Haringey has been selected as one of three London boroughs that will benefit from £30 million to improve its bus network.

Lewisham and Southward in south London are the other boroughs chosen to take part in TfL’s Better Bus Partnerships programme.

The money will be divided between the boroughs over the next four years. The aim of the programme is to improve bus journey times and reliability, making services easier to use.

To secure the funding, boroughs had to submit proposals outlining how they would use the money to improve bus services.
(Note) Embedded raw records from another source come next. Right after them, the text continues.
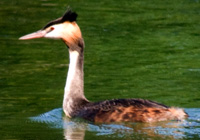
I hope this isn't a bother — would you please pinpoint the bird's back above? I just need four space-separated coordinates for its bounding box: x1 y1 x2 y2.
72 99 187 123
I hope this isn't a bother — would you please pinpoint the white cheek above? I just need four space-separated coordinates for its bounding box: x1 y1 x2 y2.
44 24 63 39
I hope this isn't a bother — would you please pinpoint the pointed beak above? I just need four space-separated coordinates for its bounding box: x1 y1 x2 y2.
19 30 47 40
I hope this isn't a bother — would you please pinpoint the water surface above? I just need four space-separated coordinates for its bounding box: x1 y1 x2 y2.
0 0 200 140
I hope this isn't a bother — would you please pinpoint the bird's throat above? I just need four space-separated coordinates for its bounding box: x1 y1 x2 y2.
63 49 87 117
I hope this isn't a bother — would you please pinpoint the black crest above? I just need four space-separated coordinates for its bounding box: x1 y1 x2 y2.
42 9 78 29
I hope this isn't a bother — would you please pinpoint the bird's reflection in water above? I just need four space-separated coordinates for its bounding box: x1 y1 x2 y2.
63 114 187 140
63 117 87 140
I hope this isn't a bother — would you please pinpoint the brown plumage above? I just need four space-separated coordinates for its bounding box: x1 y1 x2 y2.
20 10 188 123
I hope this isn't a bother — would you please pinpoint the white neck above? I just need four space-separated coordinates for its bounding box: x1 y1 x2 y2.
63 50 87 117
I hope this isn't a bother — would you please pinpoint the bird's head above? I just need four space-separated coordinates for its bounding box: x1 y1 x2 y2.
19 10 82 47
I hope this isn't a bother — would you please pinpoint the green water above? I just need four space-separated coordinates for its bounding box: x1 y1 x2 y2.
0 0 200 140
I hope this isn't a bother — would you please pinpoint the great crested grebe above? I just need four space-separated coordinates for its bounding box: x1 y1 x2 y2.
19 10 188 123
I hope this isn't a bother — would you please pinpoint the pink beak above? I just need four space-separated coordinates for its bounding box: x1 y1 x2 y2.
19 30 47 40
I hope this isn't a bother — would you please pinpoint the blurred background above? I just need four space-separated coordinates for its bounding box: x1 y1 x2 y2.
0 0 200 140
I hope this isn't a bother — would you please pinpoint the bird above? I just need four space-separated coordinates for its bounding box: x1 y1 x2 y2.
19 9 188 123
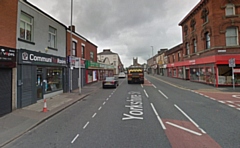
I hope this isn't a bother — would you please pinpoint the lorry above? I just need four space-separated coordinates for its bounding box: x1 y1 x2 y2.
127 67 144 84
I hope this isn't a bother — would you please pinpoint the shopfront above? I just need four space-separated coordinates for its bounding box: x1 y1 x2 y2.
167 55 240 87
17 49 67 108
0 46 16 117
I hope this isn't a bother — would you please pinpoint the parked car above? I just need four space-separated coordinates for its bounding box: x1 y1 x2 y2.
118 72 126 78
102 77 119 88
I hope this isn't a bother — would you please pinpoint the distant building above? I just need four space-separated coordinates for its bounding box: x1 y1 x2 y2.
97 49 124 75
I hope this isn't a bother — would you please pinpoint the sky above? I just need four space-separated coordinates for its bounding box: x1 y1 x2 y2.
28 0 200 67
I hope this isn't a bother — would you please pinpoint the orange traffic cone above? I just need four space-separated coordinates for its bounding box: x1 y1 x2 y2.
42 99 48 113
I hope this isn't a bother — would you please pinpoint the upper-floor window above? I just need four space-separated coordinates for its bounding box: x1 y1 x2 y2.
48 26 57 48
72 41 77 56
205 32 211 49
178 52 181 61
190 18 196 30
81 45 85 58
193 39 197 53
201 8 209 23
185 43 190 55
225 4 235 16
226 27 238 46
20 12 33 41
90 51 94 61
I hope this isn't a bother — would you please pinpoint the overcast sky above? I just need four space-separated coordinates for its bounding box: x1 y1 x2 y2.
28 0 200 67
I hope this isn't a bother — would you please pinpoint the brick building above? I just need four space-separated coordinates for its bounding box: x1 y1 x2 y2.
167 0 240 86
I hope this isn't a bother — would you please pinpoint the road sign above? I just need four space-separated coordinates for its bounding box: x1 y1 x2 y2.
228 58 236 67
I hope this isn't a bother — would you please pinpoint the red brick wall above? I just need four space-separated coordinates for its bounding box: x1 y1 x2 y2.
0 0 18 48
180 0 240 58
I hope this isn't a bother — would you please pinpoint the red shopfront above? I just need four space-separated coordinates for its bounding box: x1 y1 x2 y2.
167 55 240 87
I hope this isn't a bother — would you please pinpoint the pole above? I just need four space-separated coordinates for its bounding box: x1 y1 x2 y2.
232 67 235 90
78 58 82 95
69 0 73 92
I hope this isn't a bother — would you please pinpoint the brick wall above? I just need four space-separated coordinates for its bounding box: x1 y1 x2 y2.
0 0 18 48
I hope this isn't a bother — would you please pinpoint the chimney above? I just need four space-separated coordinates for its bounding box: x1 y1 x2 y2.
68 25 75 32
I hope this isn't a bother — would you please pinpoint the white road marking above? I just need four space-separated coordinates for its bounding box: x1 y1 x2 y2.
143 89 148 98
71 134 79 143
151 103 166 130
166 122 202 136
92 113 97 118
218 101 225 103
174 104 206 134
158 90 168 99
83 121 89 129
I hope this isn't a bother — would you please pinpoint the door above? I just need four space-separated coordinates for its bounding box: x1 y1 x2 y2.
36 68 43 100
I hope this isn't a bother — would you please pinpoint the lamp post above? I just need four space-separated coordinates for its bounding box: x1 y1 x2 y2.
69 0 73 92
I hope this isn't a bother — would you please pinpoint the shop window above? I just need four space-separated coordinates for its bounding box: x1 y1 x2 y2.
226 27 238 46
225 4 235 16
20 12 33 41
45 68 63 92
205 32 211 49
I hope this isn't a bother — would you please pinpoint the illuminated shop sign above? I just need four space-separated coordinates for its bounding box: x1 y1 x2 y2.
19 49 67 65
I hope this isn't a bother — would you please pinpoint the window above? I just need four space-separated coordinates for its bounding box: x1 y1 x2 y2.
20 12 33 41
82 45 85 58
45 67 63 92
90 51 93 61
48 26 57 48
225 4 235 16
226 27 238 46
201 8 209 23
193 39 197 53
205 32 210 49
186 43 190 55
72 42 77 56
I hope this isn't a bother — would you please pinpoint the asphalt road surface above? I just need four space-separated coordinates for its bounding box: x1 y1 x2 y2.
4 75 240 148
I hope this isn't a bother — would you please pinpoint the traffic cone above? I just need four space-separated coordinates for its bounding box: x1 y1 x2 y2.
42 99 48 113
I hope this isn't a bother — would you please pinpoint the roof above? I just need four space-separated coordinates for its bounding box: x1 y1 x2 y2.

The successful boroughs proposed schemes aiming to cut journey times by up to 30 per cent.

TfL will now work closely with the successful boroughs throughout 2026 on design and planning, with delivery expected to begin in 2027. Full details of the schemes will apparently be shared by the boroughs in the coming months, subject to consultation and engagement.

The initiative, called the Better Bus Partnership, was launched by TfL in July 2024 to improve London’s bus network and encourage more people to travel by bus.

The money is in addition to the £80.85 million of funding already claimed by London’s boroughs this year from Local Implementation Plans – the ordinary financial support they receive to improve transport schemes from the Mayor.

According to Haringey, the new funding will transform public transport links in Wood Green and North Tottenham as the borough gears up for the London Borough of Culture 2027 and UEFA Euro 2028 games at Tottenham Hotspur.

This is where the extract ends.